Le goût de la terre nourricière
C’est simple. Durant sa jeunesse, Marie-Élise Samson était littéralement passionnée d’équitation. La jeune fille originaire de Saint-Nicolas passait tous ses étés à un centre équestre. Le reste de l’année, ne lui demandez pas ce qu’elle faisait de ses fins de semaine. Elle galopait. À 19 ans, partie travailler en Australie sur une exploitation bovine, elle est rattrapée par les effluves d’écuries et trouve le tour d’y entraîner des chevaux de polo. Sans s’en rendre vraiment compte, Marie-Élise chevauchait déjà son avenir. Bien en selle sur ses montures qui sont aussi de magnifiques usines à engrais, elle se préoccupera bientôt de la qualité des sols.
Inscrite en agronomie à l’Université Laval, c’est en suivant le cours Genèse et classification des sols qu’elle aura le coup de foudre. Fascinée de découvrir sous ses pieds toutes les interactions des processus à la fois chimiques, biologiques et physiques, Marie-Élise s’investira dans le domaine et décrochera la très prestigieuse bourse d’études supérieures du Canada Vanier pour ses travaux de recherche sur le cycle de la matière organique dans les sols agricoles. Après tout, 95 % de ce qu’on mange en provient.
Aujourd’hui, celle qui donne le cours qui l’a fait tomber en amour avec le terreau est préoccupée par le sort que l’on a réservé à cette richesse inestimable. Au cours des dernières décennies, l’agriculture intensive et la machinerie de plus en plus lourde ont gravement altéré les sols. Si bien que sur la planète, 30 % des terres arables sont mal en point et on constate un déclin de productivité sur 20 %. Et quand on sait que ça prend entre 100 et 1000 ans pour recouvrer un seul centimètre de sol…
« À force de cultiver, si on ne se préoccupe pas de redonner de la vie aux sols, ils s’appauvrissent. Nos modes de production en monoculture intensive ainsi que la révolution verte ont fait en sorte que 25 % des surfaces cultivées au Québec ont moins de 4 % de matière organique, un seuil inquiétant. Ce n’est pas une ressource renouvelable. Quand on produit des aliments, les éléments qui vont dans la plante ne retournent pas au sol. Si on ne fait qu’extraire année après année, le système s’épuise. »
La jeune chercheuse de 34 ans ne désespère pas pour autant. Elle ne blâme pas non plus les agriculteurs en compétition avec des denrées qui viennent d’un peu partout. Elle sait bien que la rentabilité est au cœur de leurs préoccupations et que changer de pratiques quand on a toujours fait les choses d’une certaine façon comporte des risques.

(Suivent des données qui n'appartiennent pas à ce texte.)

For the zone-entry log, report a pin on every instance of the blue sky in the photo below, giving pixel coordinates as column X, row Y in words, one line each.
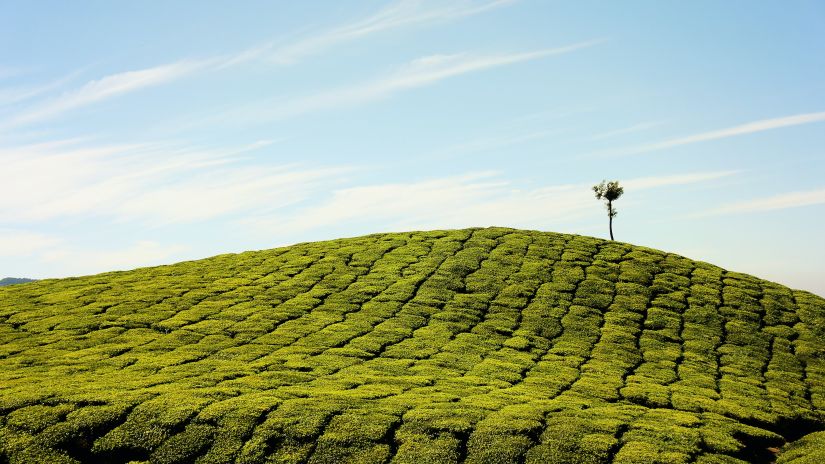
column 142, row 133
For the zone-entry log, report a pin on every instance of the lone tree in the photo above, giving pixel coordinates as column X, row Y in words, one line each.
column 609, row 191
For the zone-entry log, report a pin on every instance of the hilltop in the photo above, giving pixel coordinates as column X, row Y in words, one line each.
column 13, row 281
column 478, row 345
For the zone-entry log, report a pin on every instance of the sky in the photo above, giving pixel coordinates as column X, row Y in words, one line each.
column 144, row 133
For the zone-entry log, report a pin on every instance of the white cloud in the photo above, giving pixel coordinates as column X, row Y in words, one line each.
column 107, row 87
column 749, row 128
column 475, row 199
column 154, row 184
column 782, row 201
column 641, row 183
column 24, row 243
column 9, row 96
column 401, row 14
column 417, row 73
column 404, row 13
column 643, row 126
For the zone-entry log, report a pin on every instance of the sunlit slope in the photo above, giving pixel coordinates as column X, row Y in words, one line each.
column 481, row 345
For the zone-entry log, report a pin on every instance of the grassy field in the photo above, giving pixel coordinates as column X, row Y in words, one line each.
column 480, row 345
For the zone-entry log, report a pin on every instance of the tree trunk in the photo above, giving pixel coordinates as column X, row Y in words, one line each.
column 610, row 214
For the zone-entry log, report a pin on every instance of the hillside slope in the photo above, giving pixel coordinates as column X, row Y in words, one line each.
column 479, row 345
column 14, row 281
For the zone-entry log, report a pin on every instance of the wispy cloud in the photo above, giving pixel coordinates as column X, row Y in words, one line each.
column 417, row 73
column 782, row 201
column 474, row 199
column 152, row 183
column 641, row 183
column 400, row 14
column 12, row 95
column 627, row 130
column 406, row 13
column 107, row 87
column 24, row 243
column 744, row 129
column 483, row 144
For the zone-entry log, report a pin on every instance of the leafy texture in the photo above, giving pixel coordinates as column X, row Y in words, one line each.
column 482, row 345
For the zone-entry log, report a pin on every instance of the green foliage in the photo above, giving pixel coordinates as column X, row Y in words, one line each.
column 482, row 345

Pour assurer la durabilité et la résilience de nos systèmes agroalimentaires, Marie-Élise Samson estime que les changements doivent impliquer plusieurs acteurs. Si elle reconnait qu’il y a encore trop peu d’étudiants en agronomie qui choisissent de se spécialiser en gestion des sols, elle déplore l’absence d’internalisation des coûts sociaux et environnementaux à la production. Elle prédit même que les pays qui feront attention à cette ressource précieuse vont bénéficier d’un gros avantage face aux sécheresses et aux inondations à venir.

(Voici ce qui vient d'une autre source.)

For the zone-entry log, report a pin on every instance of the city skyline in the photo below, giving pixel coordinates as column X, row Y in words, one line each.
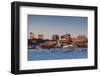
column 49, row 25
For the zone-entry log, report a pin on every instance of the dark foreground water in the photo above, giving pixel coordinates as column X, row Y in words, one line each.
column 57, row 53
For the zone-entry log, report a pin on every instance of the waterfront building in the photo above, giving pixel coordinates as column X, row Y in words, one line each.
column 55, row 37
column 40, row 36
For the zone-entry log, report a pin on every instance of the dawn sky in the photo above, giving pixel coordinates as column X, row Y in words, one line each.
column 49, row 25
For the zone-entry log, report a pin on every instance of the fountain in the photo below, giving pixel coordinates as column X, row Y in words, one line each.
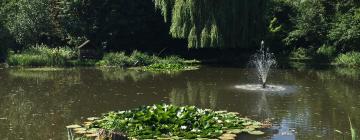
column 263, row 60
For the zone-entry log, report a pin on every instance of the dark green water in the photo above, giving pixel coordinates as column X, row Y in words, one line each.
column 37, row 104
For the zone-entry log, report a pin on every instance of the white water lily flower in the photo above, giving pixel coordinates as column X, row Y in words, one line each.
column 195, row 130
column 179, row 114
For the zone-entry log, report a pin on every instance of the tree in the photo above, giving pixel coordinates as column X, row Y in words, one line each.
column 213, row 23
column 28, row 21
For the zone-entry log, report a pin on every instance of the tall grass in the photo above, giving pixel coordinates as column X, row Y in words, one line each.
column 120, row 59
column 352, row 130
column 41, row 55
column 350, row 59
column 138, row 59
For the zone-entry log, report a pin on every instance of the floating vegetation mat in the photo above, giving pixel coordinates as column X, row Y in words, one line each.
column 164, row 122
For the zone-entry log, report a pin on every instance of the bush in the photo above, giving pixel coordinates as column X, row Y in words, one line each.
column 345, row 32
column 168, row 63
column 300, row 53
column 326, row 51
column 116, row 59
column 350, row 59
column 41, row 55
column 3, row 53
column 142, row 59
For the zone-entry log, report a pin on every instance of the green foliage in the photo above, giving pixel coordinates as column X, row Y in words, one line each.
column 169, row 121
column 326, row 51
column 41, row 55
column 310, row 25
column 138, row 59
column 142, row 59
column 172, row 63
column 211, row 23
column 345, row 32
column 352, row 130
column 350, row 59
column 300, row 53
column 3, row 53
column 117, row 59
column 29, row 21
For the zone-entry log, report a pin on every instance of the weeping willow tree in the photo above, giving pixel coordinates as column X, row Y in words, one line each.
column 215, row 23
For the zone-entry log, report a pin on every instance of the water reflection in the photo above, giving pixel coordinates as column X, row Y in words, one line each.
column 195, row 93
column 38, row 104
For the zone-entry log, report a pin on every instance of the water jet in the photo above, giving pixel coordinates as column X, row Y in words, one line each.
column 263, row 60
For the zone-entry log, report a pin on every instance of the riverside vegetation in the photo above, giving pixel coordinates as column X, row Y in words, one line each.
column 297, row 29
column 166, row 122
column 41, row 55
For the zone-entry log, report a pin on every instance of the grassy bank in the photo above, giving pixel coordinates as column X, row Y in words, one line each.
column 42, row 56
column 326, row 55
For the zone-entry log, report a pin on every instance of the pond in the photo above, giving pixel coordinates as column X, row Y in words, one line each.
column 38, row 103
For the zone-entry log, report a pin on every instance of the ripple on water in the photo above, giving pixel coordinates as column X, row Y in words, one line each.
column 269, row 88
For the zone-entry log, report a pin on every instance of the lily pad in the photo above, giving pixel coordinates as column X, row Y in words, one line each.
column 256, row 133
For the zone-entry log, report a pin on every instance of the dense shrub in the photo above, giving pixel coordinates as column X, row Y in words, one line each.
column 41, row 55
column 116, row 59
column 300, row 53
column 345, row 31
column 3, row 53
column 310, row 25
column 142, row 59
column 29, row 21
column 350, row 59
column 326, row 51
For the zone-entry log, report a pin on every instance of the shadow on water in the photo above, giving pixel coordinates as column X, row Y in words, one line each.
column 38, row 104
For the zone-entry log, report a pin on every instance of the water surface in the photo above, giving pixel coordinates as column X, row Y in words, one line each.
column 37, row 104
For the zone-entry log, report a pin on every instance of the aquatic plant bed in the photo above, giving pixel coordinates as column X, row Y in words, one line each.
column 165, row 122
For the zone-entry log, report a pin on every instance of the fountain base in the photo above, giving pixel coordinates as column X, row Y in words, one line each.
column 266, row 88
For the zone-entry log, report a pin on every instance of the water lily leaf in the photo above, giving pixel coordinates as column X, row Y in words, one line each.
column 235, row 131
column 256, row 132
column 73, row 126
column 80, row 129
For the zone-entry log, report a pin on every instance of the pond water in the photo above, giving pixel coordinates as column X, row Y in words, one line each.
column 37, row 104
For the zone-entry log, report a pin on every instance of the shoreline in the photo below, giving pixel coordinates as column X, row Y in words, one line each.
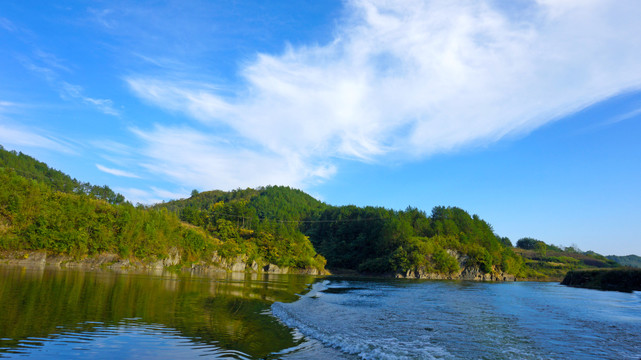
column 172, row 264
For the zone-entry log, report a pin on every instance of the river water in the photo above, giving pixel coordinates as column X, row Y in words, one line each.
column 46, row 313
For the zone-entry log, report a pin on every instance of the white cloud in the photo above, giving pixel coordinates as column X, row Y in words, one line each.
column 117, row 172
column 74, row 91
column 401, row 79
column 208, row 162
column 15, row 136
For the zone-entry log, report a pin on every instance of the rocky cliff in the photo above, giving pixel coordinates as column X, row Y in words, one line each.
column 114, row 261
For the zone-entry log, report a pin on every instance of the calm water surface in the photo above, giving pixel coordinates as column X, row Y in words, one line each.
column 76, row 314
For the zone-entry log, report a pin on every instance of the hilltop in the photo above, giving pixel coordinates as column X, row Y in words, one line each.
column 272, row 228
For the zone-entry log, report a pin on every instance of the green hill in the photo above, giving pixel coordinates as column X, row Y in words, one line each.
column 368, row 240
column 546, row 261
column 628, row 260
column 30, row 168
column 42, row 208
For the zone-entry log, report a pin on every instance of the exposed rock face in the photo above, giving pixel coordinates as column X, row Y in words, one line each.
column 467, row 272
column 114, row 261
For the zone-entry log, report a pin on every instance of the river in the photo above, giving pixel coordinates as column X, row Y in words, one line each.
column 73, row 314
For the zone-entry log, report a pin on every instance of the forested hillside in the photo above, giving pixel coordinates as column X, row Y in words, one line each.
column 628, row 260
column 42, row 208
column 30, row 168
column 369, row 240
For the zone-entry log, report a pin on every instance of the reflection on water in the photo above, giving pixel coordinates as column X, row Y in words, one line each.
column 67, row 313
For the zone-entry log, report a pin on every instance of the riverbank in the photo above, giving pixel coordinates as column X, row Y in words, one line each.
column 621, row 279
column 111, row 261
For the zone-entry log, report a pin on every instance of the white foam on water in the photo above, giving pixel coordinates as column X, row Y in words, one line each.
column 354, row 324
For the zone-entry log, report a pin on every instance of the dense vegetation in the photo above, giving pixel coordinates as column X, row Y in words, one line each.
column 369, row 239
column 628, row 260
column 42, row 208
column 545, row 261
column 30, row 168
column 33, row 216
column 377, row 240
column 621, row 279
column 256, row 223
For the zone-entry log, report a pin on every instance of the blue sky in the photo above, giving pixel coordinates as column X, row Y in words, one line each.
column 526, row 113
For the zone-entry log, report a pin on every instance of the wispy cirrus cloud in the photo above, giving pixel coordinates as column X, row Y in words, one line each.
column 400, row 80
column 19, row 137
column 117, row 172
column 105, row 106
column 50, row 67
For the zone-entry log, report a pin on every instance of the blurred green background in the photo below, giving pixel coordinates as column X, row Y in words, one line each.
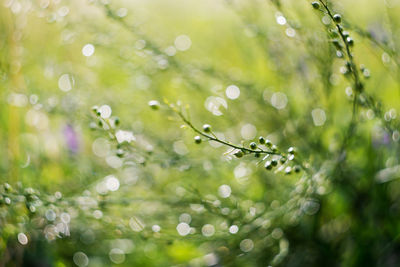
column 73, row 195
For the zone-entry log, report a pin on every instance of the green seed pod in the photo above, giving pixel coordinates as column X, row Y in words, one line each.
column 238, row 154
column 207, row 128
column 350, row 41
column 346, row 34
column 268, row 143
column 120, row 153
column 315, row 5
column 268, row 165
column 253, row 145
column 154, row 104
column 337, row 18
column 7, row 187
column 197, row 139
column 274, row 148
column 116, row 121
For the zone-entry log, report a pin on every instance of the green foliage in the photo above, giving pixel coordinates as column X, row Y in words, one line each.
column 199, row 133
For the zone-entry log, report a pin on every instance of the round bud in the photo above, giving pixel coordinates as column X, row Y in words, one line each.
column 297, row 168
column 268, row 165
column 350, row 41
column 315, row 5
column 92, row 125
column 337, row 18
column 268, row 143
column 238, row 154
column 154, row 104
column 253, row 145
column 116, row 121
column 274, row 148
column 288, row 170
column 197, row 139
column 206, row 128
column 120, row 153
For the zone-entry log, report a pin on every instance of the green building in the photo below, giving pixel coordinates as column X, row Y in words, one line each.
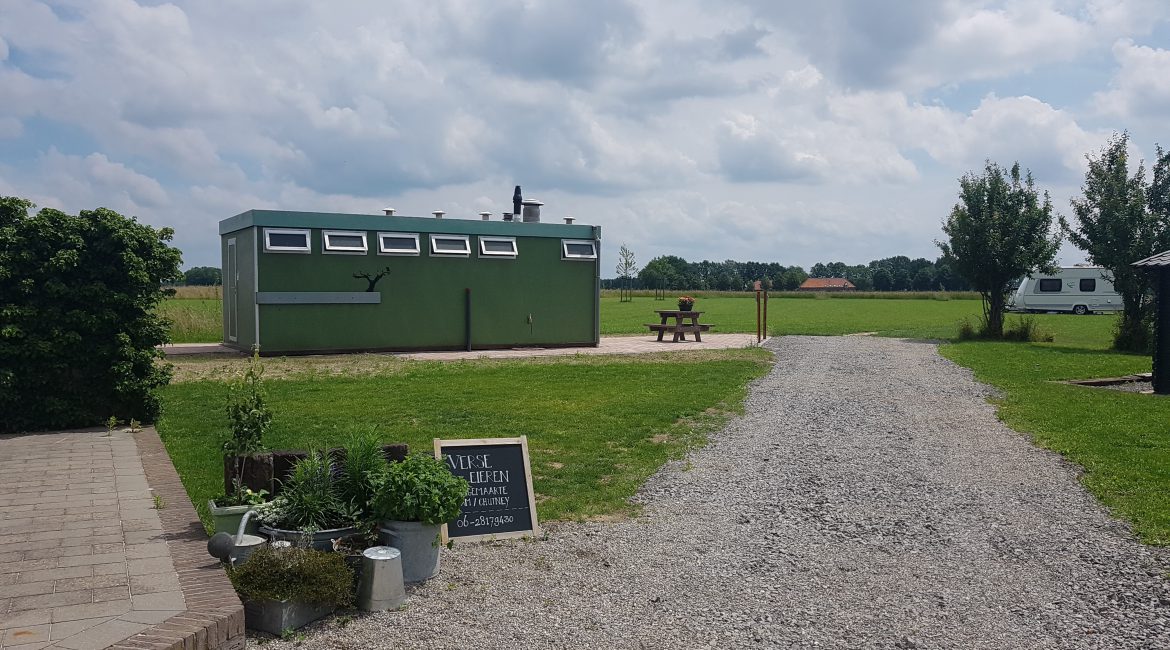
column 301, row 282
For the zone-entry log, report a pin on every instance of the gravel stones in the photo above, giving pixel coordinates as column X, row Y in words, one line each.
column 868, row 498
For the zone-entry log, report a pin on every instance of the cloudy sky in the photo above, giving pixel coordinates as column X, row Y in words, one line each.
column 738, row 129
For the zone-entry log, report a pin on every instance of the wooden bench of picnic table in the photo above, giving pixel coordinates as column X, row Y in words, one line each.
column 679, row 329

Ce n’est pas pour rien qu’elle continue inlassablement à remuer ciel et terre pour percer les mystères de la biogéochimie. En jonglant avec la composition granulométrique, la structure, les agrégats, les macropores, l’échange des gaz, l’infiltration et la rétention de l’eau et les stocks de biodiversité, Marie-Élise entend trouver des pratiques culturales qui permettront de maximiser la quantité de carbone séquestré dans le sol. En deux mots, un sol gorgé de CO2 est un garde-manger en santé. Il en va du ventre de l’humanité.